L
e moins que l’on puisse dire c’est que Jeanne a la tête bien faite. Depuis toute petite, tout ce qui est lié à l’apprentissage du savoir est facile pour elle et elle multiplie les prix. Avec un tel profil de « bête de concours », sa voie est toute tracée, elle sera thésarde, enseignant-chercheur. Jolie voie sans issue en fait dans un microcosme qui semble disposer d’une aptitude particulière pour la vie en parfaite autarcie. Selon Jeanne, on peut s’y complaire, s’y épanouir c’est une autre histoire, une affaire de nature personnelle sans doute. Elle, cherchera à s’en éloigner pour trouver un emploi. Ce qui peut se révéler moins facile car, de ce côté de la société, un brillant parcours universitaire n’est pas nécessairement un gage de réussite ni un sésame qui ouvrirait toutes les portes.
Drôle de petit bouquin que ce Working Jeanne qui procure une palette d’impressions finalement aussi variées qu’agréables, même si, un temps au moins, il déboussole un petit peu. Il faut dire qu’on est prévenu puisque l’objectif affiché par les éditions Michel Lagarde est de « décloisonner les frontières invisibles entre le dessin d’humour, le strip, l’illustration et la bande dessinée ». Une invitation à l’inclassable en quelque sorte, ce qui peut se révéler autant une promesse qu’un alibi pour celui qui la commet. Et WJ, sorte de carnet, correspond bien à l’ambition de l’éditeur. Aux côtés de Forever ma sœur de Florence Dupré-Latour ou Perséphone aux enfers d’Anne Simon, cette farandole de livres risque bien de se distinguer pour d'autres motifs que le choix singulier de format et de maquette qui les font remarquer sur les tables de présentation des librairies.
Le dessin mettant en scène une sorte d’oiseau aux allures de Shadok est de toute évidence sommaire mais sous son allure monolithique, il ne prive pas le récit d’un rythme, de rebondissements réguliers et d’expressivité, notamment par un jeu sur le regard de la protagoniste, particulièrement démonstratif de ses pensées et de ses sentiments. Au titre des bons points, il y aussi ces notes de bas de page inhérentes à tout bon rapport doctement rédigé. Ici, elles permettent de prendre de la distance avec des situations, à la limite du pathétique, par le biais de définitions qui tournent en dérision les concepts auxquelles elles se rapportent. Plus d’une fois, elles sauveront l’intérêt du gag exposé dans la planche qui les surplombe. (ex "Analyse de texte : exercice auquel s'adonnent les écrivaillons qui y trouvent le moyen de critiquer ceux qu'ils ne pourront jamais égaler" - qui a dit "chroniqueur, même combat" ?)
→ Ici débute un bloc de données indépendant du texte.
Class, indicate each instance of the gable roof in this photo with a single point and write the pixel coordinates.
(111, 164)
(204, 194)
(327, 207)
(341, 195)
Car il faut bien le dire, elle est un peu agaçante Jeanne. On a envie à plusieurs reprises de lui dire que toutes ces situations auxquelles elle se trouve confrontées, on aurait pu les lui prédire. Quiconque s’est frotté un minimum au monde du travail les aura déjà vécues, et quiconque aura côtoyé certaines unités universitaires (parfois en marchant sur la pointe des pieds pour ne pas déranger ou ne pas se faire trop remarquer, c’est selon) aura du mal à être surpris. Et encore moins à être catastrophé par le sort de la pauvrette qui sait qu’elle n’est pas la plus à plaindre et que son expérience ne constitue pas un cas d’école.
Paradoxalement, on ne sort pas de ce recueil de scènes – probablement toutes - vécues avant la fin. Impossible d’en vouloir, même un tout petit peu, à Chloé parce que le résumé au dos de l’album a tendance à « vendre » un peu autre chose que ce qui est dedans : ses galères, ses déceptions, ses petits coups durs existent bien mais ils n’ont pas vocation à rester gravés au Panthéon des parcours professionnels tant ils peuvent paraître communs. Et surtout ceux qui espéraient trouver une fragrance de pamphlet contre le système et ses institutions en seront pour leur frais, mais là ils ne peuvent s’en prendre qu’à eux-mêmes, Jeanne n’est pas une rebelle. Même si elle n’en pense pas moins, son comportement est celui de la bonne élève stoïque et disciplinée. Pourtant le résultat est là : avec son parti-pris minimaliste, la distance qu’il entretient avec son sujet, son humour un poil pince-sans-rire, sa faculté à jouer avec le banal, Working Jeanne est porteur d’une promesse. Avec un soupçon d’audace, sûr que le prochain album, le troisième, de Chloé sera une franche réussite.